Genetic polymorphism and variation

PDF 01-05-2025

Encyclopédie environnement - polymorphisme génétique - escargots - snails - polymorphism

Genetic polymorphism is the existence of alternative states of DNA, determining the variation of the organism’s higher levels of integration. There are different kinds of genome modifications (mutations). The most studied are nucleotide substitutions in coding and regulatory regions.

1. Definition
2. Measurement
3. History
4. Quantitative variations and heritability

1. Definition

Encyclopedie environnement - polymorphisme genetique - Allelisme et homologie - allelism and homology - polymorphism — Figure 1. Allelism and homology. Representation of two pairs of genes linked to their last common ancestor (square) by descent lines; horizontal scales represent generations, and grey circles represent mutations in ancestral lines. Two genes are homologous if they have a common ancestor. They are both homologous by position on the chromosome, and homologous by progeny. If they are different (right figure), they are said to be alleles, which means that at least one mutation has occurred since the age (t) of their last common ancestor. Otherwise, they are said to be identical by state (figure on the left). The expectation of the number of mutations between two random genes is Ө =2Tµ, where µ is the mutation rate per unit time (generations) and T is the expectation of t in the population. The probability that two genes randomly selected from the population are alleles, and therefore differ by at least one mutation, is H ≈ Ө/(Ө+1).

Genetic polymorphism is the existence, in a population, of several alternative states of DNA, or alleles, at a defined position in the genome, or locus. This definition has several aspects:
(1) First, the trait must be carried by the chromosomes and be transmissible.
(2) Then the alleles must be homologous for their position in the genome, which excludes certain types of variation that will be discussed later.
(3) But since the trait is transmissible, position homology also implies that the alleles are homologous by descent; if they are different, it is therefore that a mutation (at least) has occurred in one of the lines that links them to their last common ancestor (Figure 1).
(4) Finally, genetic polymorphism can be defined at the scale of the smallest unit composing DNA: the nucleotide site.

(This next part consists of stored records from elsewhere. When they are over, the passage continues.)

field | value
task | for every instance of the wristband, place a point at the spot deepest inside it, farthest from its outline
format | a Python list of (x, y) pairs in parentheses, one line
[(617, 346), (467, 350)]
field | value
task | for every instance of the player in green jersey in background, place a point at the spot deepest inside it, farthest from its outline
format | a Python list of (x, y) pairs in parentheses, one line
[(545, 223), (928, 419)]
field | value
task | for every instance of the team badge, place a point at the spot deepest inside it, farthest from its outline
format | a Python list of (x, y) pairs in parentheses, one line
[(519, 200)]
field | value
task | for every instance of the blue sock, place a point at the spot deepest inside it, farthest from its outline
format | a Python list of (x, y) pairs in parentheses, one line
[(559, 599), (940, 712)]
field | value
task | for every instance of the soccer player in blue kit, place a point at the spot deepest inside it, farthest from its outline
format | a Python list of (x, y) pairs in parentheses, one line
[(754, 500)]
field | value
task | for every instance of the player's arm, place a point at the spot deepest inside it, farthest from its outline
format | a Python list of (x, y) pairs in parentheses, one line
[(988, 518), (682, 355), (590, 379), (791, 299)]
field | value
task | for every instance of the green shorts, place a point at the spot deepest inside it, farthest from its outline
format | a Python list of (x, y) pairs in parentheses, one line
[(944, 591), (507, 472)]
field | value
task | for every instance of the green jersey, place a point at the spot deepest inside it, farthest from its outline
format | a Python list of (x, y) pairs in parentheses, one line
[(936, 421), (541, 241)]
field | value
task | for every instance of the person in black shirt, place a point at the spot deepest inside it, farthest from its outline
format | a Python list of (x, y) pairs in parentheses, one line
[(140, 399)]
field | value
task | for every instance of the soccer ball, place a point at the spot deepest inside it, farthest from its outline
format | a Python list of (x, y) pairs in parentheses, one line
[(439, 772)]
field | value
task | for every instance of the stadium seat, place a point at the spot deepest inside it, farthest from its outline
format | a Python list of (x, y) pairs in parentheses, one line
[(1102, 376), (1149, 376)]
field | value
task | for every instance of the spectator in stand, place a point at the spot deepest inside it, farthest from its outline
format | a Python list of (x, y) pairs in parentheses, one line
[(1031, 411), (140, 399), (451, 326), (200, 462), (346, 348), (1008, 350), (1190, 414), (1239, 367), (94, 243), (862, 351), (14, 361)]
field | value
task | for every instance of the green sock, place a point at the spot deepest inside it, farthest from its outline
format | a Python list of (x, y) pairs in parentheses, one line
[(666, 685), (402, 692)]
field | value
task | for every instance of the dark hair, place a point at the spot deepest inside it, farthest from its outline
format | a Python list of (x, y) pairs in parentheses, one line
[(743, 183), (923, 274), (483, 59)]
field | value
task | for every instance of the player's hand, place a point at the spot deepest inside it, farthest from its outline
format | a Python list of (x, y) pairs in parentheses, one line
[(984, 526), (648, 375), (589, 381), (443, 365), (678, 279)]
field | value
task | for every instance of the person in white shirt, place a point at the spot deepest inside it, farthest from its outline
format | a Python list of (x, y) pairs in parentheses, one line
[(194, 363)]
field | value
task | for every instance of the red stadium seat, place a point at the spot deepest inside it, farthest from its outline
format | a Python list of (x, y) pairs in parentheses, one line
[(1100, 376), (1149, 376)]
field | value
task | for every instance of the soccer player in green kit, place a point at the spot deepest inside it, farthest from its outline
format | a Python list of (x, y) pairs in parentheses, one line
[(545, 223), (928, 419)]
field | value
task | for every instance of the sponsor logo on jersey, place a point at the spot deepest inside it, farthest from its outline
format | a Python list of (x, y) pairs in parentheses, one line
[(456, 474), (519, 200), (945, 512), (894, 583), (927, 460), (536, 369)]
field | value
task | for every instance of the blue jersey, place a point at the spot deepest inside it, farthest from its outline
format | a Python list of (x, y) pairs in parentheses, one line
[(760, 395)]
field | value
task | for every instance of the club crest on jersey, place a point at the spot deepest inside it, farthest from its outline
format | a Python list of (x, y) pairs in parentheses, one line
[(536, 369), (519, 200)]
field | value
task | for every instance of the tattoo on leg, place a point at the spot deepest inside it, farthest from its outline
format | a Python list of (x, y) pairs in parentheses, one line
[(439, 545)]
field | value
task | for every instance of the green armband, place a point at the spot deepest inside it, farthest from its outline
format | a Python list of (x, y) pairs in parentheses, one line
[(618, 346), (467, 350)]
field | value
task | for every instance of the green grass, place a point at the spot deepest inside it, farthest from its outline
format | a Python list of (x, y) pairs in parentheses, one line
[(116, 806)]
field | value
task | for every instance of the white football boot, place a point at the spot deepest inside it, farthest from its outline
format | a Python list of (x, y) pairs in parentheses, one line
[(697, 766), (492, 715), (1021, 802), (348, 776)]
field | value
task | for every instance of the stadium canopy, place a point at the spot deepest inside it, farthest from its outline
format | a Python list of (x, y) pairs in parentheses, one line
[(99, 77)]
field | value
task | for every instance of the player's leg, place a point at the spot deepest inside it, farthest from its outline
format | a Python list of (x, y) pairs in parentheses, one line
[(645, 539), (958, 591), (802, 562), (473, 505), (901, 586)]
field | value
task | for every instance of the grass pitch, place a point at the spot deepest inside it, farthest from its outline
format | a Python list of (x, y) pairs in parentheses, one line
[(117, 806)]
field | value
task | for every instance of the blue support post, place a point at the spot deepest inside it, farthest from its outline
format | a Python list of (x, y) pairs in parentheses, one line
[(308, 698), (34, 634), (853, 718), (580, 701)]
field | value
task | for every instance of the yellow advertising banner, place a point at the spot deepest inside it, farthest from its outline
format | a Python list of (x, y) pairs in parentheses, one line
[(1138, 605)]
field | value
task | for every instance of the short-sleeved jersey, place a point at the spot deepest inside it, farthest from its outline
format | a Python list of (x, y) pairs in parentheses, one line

As a result, each nucleotide variant can determine the polymorphism of the higher levels of biological structure – the individual’s gene, protein and phenotype – which become scales at which genetic polymorphism can be described (Figure 2).

Take the example of the ABO blood system, which corresponds to antigenic motives involved in the compatibility during blood transfusions. This is a case of genetic polymorphism present in human populations, involving the protein ABO glycosyl transferase which has three alleles, A, B and O. An individual can have (AA), (AO); (BB), (BO); (OO) or (AB) genotypes. Its phenotype will then be [A],[A],[A]; [B],[B]; [O] or [AB], where we see that A and B “dominate” O (i.e. their expression masks that of O), and that they are co-dominant among themselves (the heterozygous between A and B has a recognisable expression, [AB]).

A polymorphism can be described first at the scale of the DNA sequence of the locus encoding a protein. Some polymorphisms are “synonymous”, i.e. they do not change the amino acid sequence of the protein; they are often the most numerous polymorphisms. The others modify amino acids and are called “replacement” polymorphisms. Replacement polymorphisms of ABO glycosyl transferase are of two types: polymorphisms that change the amino acid but not the antigenic unit (they do not interfere with the ABO phenotype of individuals); and other replacement polymorphisms, which determine the ABO phenotype.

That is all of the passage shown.